According to reports, ‘Once bitten, twice shy’, the Commerce Department wants to avoid fresh troubles at the World Trade Organisation vis-à-vis India’s solar energy projects.

With the US breathing down its neck for allowing the first phase of the project to have a heavy local-content norm, the Commerce Department wants to ensure that the provisions of the second phase are more aligned to the multilateral pact.

It wants the Ministry for New and Renewable Energy (MNRE) to share the draft of the bid documents for the next phase of the solar mission to ensure they are compatible with WTO norms. “The first time the MNRE did not share its first phase draft with us. But, this time, we have insisted that the draft be shown to us before finalisation as we have to face the music at the WTO,” a senior Commerce Department official said.

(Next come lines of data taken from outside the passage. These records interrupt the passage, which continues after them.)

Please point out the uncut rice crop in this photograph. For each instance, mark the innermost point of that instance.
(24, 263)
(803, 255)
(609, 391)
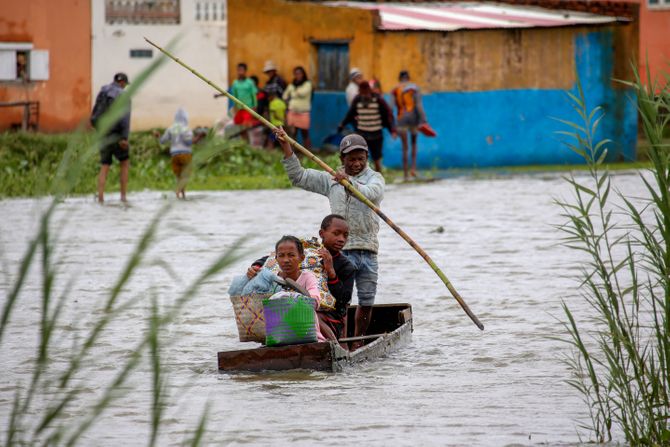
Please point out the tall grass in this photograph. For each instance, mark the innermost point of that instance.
(621, 352)
(28, 164)
(51, 408)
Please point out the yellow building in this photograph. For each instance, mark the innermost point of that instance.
(492, 75)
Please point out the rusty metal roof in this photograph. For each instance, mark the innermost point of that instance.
(472, 15)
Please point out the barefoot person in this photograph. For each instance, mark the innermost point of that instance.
(369, 115)
(181, 140)
(298, 97)
(362, 245)
(115, 142)
(411, 116)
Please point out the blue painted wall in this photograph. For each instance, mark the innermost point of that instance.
(510, 127)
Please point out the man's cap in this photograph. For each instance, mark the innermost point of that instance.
(121, 77)
(353, 142)
(273, 89)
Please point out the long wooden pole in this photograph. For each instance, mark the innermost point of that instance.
(344, 183)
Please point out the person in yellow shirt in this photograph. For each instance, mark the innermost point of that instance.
(277, 112)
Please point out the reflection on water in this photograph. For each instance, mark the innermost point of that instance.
(453, 385)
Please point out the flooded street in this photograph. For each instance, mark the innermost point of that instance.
(453, 385)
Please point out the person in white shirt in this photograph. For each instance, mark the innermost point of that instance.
(355, 79)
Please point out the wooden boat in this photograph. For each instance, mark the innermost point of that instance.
(391, 327)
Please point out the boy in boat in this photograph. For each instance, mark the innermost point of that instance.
(362, 245)
(334, 233)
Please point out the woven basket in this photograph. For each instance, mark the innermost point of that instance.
(249, 316)
(289, 320)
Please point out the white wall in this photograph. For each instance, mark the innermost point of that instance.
(203, 46)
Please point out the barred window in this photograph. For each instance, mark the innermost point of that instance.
(210, 11)
(159, 12)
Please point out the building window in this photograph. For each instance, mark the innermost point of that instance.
(142, 53)
(210, 11)
(333, 66)
(20, 62)
(158, 12)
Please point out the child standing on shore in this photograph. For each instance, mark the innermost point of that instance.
(180, 137)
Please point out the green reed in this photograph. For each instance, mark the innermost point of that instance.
(621, 351)
(50, 408)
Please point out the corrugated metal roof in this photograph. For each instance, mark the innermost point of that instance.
(472, 15)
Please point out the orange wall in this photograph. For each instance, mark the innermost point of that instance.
(64, 28)
(655, 40)
(259, 30)
(654, 44)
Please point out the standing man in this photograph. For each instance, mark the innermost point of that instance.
(245, 90)
(270, 70)
(369, 114)
(355, 79)
(115, 142)
(411, 116)
(362, 245)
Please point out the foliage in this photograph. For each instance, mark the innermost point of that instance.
(620, 355)
(28, 163)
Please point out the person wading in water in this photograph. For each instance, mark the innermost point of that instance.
(369, 114)
(362, 244)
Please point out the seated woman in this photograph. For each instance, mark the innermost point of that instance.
(289, 253)
(334, 233)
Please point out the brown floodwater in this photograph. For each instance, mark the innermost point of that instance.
(453, 385)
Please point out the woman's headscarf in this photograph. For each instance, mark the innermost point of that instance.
(181, 117)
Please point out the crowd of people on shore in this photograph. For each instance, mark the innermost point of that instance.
(290, 104)
(284, 105)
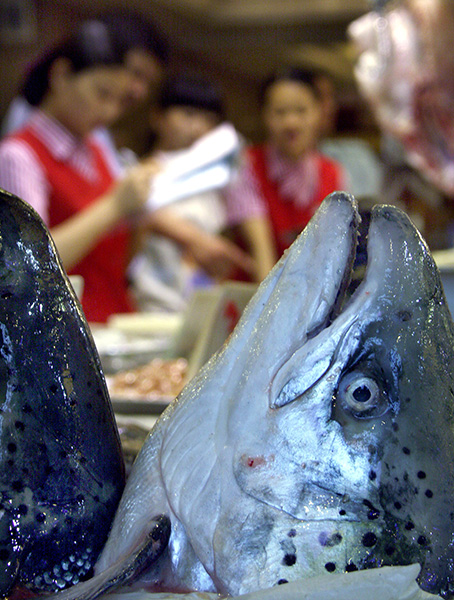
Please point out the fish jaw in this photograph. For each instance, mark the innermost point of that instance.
(378, 464)
(61, 467)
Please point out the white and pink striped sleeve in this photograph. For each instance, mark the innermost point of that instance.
(22, 174)
(243, 196)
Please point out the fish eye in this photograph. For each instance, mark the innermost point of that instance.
(360, 394)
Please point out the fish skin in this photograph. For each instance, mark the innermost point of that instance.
(312, 443)
(61, 467)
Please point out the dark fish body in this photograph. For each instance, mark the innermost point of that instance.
(61, 467)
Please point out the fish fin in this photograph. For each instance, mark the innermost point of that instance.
(120, 573)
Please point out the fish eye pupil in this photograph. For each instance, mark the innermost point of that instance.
(362, 394)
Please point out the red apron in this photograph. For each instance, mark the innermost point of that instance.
(287, 218)
(104, 268)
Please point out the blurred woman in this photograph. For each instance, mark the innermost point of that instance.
(54, 165)
(284, 180)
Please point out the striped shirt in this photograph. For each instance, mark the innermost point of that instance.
(297, 182)
(21, 171)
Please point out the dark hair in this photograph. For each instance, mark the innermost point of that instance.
(92, 45)
(191, 91)
(134, 32)
(300, 75)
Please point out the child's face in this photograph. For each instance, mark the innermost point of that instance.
(292, 118)
(180, 126)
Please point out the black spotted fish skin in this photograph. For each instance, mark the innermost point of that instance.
(61, 468)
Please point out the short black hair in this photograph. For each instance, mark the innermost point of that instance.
(193, 91)
(135, 32)
(306, 77)
(93, 44)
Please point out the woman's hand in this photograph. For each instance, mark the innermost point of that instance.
(132, 191)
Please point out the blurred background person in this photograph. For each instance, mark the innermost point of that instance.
(145, 54)
(55, 165)
(284, 180)
(182, 244)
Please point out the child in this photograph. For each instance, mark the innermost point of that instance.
(183, 237)
(285, 179)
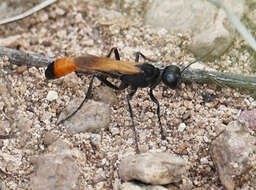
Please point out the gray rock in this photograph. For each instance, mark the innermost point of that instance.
(230, 152)
(90, 118)
(250, 117)
(152, 168)
(55, 172)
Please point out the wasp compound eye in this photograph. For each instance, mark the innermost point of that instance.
(171, 76)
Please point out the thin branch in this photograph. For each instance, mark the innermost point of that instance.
(244, 82)
(28, 12)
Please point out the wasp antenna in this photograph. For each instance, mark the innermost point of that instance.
(200, 59)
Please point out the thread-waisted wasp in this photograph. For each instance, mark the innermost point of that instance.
(134, 74)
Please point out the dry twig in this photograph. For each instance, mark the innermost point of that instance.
(28, 12)
(231, 80)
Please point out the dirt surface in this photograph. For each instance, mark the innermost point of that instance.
(72, 28)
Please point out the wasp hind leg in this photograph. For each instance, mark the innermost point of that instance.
(88, 94)
(152, 97)
(128, 98)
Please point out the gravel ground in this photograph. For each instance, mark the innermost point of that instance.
(70, 28)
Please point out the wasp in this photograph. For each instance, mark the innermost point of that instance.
(133, 74)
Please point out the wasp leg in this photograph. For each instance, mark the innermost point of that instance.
(158, 113)
(88, 94)
(128, 98)
(117, 57)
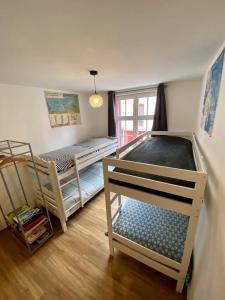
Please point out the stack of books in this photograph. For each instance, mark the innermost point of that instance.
(29, 221)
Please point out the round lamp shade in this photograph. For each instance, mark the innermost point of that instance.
(96, 100)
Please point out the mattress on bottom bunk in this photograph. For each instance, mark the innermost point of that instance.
(167, 151)
(158, 229)
(64, 157)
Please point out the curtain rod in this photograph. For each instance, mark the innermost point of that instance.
(138, 90)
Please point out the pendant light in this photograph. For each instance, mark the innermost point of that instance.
(95, 100)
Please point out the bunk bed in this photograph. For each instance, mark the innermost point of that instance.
(154, 189)
(71, 176)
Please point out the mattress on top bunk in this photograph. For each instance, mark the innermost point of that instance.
(167, 151)
(64, 157)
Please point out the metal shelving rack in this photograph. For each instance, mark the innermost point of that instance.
(12, 153)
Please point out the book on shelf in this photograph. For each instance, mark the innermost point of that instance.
(26, 219)
(36, 233)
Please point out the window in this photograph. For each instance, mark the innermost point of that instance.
(135, 114)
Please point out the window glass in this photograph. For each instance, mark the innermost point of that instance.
(151, 105)
(142, 106)
(149, 125)
(134, 116)
(141, 126)
(129, 107)
(121, 108)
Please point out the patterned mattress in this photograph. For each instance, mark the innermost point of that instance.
(160, 230)
(64, 157)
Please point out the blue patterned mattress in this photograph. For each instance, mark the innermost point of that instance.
(64, 157)
(160, 230)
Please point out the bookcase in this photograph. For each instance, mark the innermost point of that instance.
(31, 225)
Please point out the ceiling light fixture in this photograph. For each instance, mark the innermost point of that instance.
(95, 100)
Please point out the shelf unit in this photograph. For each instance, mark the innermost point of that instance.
(39, 228)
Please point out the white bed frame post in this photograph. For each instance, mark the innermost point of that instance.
(119, 196)
(192, 227)
(57, 191)
(108, 207)
(78, 181)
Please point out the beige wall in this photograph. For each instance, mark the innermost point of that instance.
(24, 117)
(182, 99)
(208, 282)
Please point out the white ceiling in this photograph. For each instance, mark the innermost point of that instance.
(53, 43)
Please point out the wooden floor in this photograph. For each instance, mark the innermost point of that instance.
(76, 265)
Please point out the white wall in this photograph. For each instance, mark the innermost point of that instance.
(24, 117)
(182, 98)
(208, 281)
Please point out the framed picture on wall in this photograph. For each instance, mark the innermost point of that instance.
(63, 109)
(211, 94)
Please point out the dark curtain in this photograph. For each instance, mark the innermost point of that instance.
(160, 118)
(111, 114)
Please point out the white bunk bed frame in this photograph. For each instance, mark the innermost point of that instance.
(113, 192)
(48, 172)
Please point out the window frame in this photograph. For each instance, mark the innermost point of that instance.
(135, 118)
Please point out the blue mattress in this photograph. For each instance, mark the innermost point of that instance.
(167, 151)
(158, 229)
(64, 157)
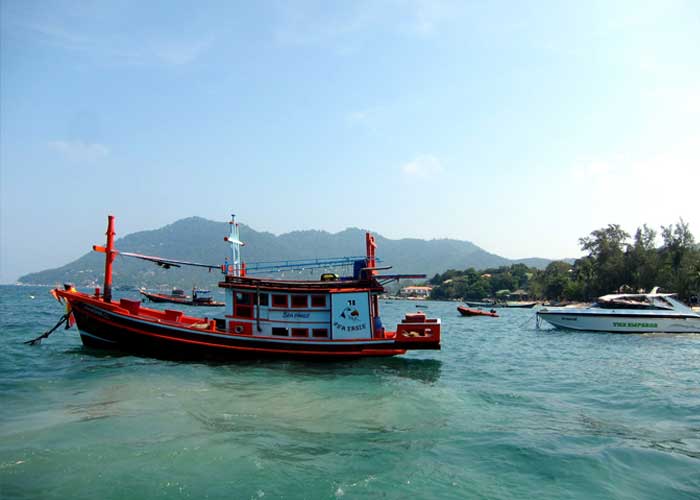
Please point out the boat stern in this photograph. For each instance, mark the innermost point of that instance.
(416, 331)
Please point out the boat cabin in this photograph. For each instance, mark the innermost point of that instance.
(329, 309)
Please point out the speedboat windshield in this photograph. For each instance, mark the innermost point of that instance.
(634, 301)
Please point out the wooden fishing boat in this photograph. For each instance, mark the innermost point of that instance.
(177, 296)
(468, 311)
(337, 317)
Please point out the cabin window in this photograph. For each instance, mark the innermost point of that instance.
(242, 298)
(300, 301)
(279, 300)
(243, 305)
(318, 301)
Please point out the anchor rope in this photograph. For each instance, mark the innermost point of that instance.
(44, 335)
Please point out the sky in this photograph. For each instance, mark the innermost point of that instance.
(519, 126)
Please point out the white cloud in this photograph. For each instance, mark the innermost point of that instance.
(655, 189)
(117, 49)
(78, 151)
(423, 166)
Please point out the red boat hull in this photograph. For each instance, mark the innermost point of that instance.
(170, 334)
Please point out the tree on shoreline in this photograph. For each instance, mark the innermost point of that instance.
(613, 264)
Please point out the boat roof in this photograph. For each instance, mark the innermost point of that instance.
(633, 296)
(292, 285)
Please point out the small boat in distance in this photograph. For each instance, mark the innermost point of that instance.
(626, 313)
(468, 311)
(480, 303)
(525, 304)
(177, 296)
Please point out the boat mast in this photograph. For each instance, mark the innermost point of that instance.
(110, 253)
(235, 267)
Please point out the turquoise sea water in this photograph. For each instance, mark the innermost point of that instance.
(503, 411)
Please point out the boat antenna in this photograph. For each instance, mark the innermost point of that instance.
(110, 254)
(235, 267)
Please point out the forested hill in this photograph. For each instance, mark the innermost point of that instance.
(201, 240)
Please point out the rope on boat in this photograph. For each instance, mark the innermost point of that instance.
(44, 335)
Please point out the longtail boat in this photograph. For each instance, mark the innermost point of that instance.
(334, 317)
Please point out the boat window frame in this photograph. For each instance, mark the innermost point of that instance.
(276, 296)
(300, 332)
(316, 297)
(317, 333)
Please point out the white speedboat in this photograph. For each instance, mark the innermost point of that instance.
(627, 313)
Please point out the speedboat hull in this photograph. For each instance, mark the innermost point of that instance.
(620, 322)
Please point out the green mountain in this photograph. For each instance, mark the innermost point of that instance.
(200, 240)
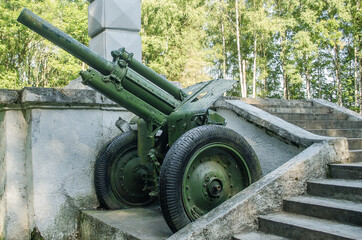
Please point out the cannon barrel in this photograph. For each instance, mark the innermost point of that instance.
(64, 41)
(78, 50)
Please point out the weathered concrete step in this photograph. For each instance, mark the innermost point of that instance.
(256, 236)
(354, 143)
(355, 156)
(327, 208)
(303, 227)
(294, 110)
(336, 188)
(328, 124)
(346, 171)
(137, 223)
(348, 133)
(280, 102)
(310, 117)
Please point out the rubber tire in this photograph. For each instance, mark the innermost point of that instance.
(103, 167)
(177, 158)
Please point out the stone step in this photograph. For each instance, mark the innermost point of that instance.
(136, 223)
(346, 171)
(327, 208)
(348, 133)
(355, 156)
(303, 227)
(354, 143)
(256, 236)
(310, 117)
(328, 124)
(296, 110)
(336, 188)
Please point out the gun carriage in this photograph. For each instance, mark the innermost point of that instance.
(181, 151)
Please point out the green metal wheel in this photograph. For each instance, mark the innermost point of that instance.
(203, 168)
(119, 174)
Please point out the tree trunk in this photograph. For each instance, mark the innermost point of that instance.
(356, 77)
(360, 86)
(285, 85)
(238, 46)
(223, 49)
(338, 77)
(254, 70)
(245, 93)
(307, 77)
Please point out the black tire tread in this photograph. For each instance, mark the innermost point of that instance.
(175, 163)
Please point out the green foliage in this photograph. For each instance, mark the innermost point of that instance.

The US has dragged India to the WTO for incorporating a local content requirement in the first phase of the Centre’s Jawaharlal Nehru National Solar Mission which, it says, is in violation of the multilateral agency norms. The Mission, which seeks to promote the use of solar energy and build local capacities, made it mandatory under the first phase for all investors to use solar modules made in India and to source 30 per cent of the inputs locally.

The MNRE is to tender 750 MW of grid-connected solar photovoltaic projects that would help light over one lakh Indian houses. The grid-connected projects, expected to be tendered from April 1, are yet to be issued.

During Commerce and Industry Minster Anand Sharma’s recent visit to the US, top officials, including the US Commerce Secretary and the US Trade Representative, spoke against the domestic content requirement envisaged in both the solar energy and telecom policies. The US has, so far, not showed any signs of setting up a WTO panel against India to judge its policies on sourcing.

An MNRE official said the general perception is that the US is still waiting for India to formally launch the second phase. “I think the US wants to see how much capacity the second phase leaves open and then react,” the official said.

India’s defence for making local buying compulsory in the first phase is that as the power will be purchased by an arm of public sector NTPC, it qualifies as a Government purchase, and is , hence, exempt from The Agreement on Trade Related Investment Measures (TRIMs) rules.

Unimpressed by this argument, the US Government is pushing India to make changes at the earliest in the second phase so that American companies can resume sale of thin films.

The US is, however, determined not to allow India to extend the domestic sourcing norm to solar thin films (exempt so far) in its second phase as American companies are major suppliers of these films for Indian solar projects.